The difference in accuracy between the models pre and post hyper parameter tuning is 0.002 units, which isnt a lot

In [166]:
y_pred_2 = best_clf.predict(score_test)

In [168]:
from sklearn.metrics import confusion_matrix
confusion_matrix = confusion_matrix(y_test, y_pred_2)
confusion_matrix

array([[928,  21],
       [ 76,  90]], dtype=int64)

The confusion matrix above depicts the exact change in the accuracy values.

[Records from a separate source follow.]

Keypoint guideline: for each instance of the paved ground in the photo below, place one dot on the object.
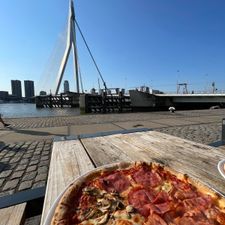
(24, 165)
(25, 147)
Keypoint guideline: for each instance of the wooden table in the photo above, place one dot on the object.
(72, 158)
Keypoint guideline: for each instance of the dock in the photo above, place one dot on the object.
(93, 103)
(70, 99)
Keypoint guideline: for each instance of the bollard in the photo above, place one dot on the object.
(223, 130)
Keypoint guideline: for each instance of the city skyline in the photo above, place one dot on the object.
(155, 43)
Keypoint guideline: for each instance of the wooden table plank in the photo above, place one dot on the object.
(197, 160)
(68, 161)
(102, 151)
(13, 215)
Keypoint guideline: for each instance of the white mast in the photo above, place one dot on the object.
(71, 42)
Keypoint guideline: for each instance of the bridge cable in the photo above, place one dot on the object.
(91, 54)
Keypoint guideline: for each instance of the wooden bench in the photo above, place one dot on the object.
(13, 215)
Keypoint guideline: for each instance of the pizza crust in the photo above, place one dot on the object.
(65, 204)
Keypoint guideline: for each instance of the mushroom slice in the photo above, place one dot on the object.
(103, 219)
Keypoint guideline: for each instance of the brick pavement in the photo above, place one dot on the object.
(201, 133)
(21, 123)
(24, 165)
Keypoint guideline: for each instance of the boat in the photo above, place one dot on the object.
(145, 99)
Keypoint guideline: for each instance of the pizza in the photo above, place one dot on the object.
(141, 194)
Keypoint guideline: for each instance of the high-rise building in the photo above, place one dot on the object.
(16, 88)
(29, 88)
(66, 86)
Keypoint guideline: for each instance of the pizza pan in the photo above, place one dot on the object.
(221, 168)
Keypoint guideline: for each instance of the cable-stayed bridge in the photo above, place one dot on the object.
(66, 45)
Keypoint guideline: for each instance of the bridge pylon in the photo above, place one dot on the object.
(70, 45)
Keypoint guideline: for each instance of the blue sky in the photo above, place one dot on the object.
(135, 42)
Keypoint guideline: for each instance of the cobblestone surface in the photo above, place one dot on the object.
(201, 133)
(21, 123)
(24, 165)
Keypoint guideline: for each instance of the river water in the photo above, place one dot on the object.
(19, 110)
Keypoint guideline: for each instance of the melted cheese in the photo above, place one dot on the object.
(119, 218)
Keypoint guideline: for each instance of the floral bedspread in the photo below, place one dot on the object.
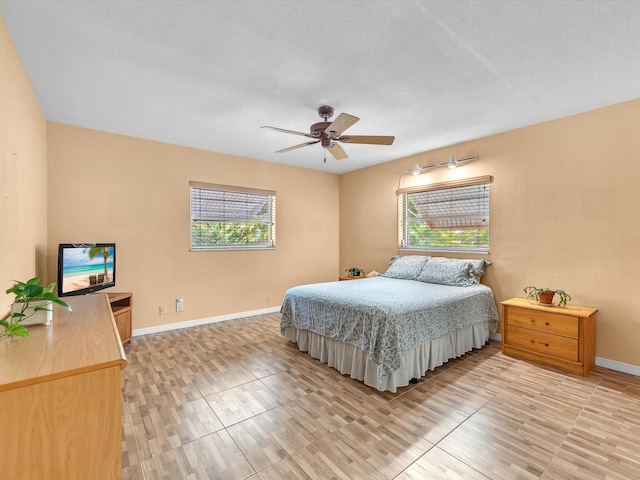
(384, 316)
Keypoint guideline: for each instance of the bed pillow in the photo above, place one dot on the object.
(477, 269)
(406, 267)
(447, 271)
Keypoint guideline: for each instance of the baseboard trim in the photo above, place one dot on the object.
(618, 366)
(202, 321)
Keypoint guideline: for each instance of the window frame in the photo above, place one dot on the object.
(271, 200)
(450, 185)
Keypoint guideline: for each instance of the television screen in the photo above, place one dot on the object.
(85, 267)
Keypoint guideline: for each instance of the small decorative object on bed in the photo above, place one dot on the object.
(544, 296)
(387, 330)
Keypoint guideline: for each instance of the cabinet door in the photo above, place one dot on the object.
(123, 322)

We can see the number of False Positives has reduced significantly, with the model now classifying 17 messages as normal where they were incorrectly classified as spam, bring the False Positive numbers down from 93 to 76. On the flip side, False negatives have increased from 16 to 21, with the model now classfying 5 spam messages as normal when they where correctly classified before.

In [169]:
best_clf.score(score_test, y_test)

0.9130044843049328

With hyper parameter tuning we managed to increase the accuracy of our base model by 1 unit, which isn't an earth shattering change, but still a more favourable one.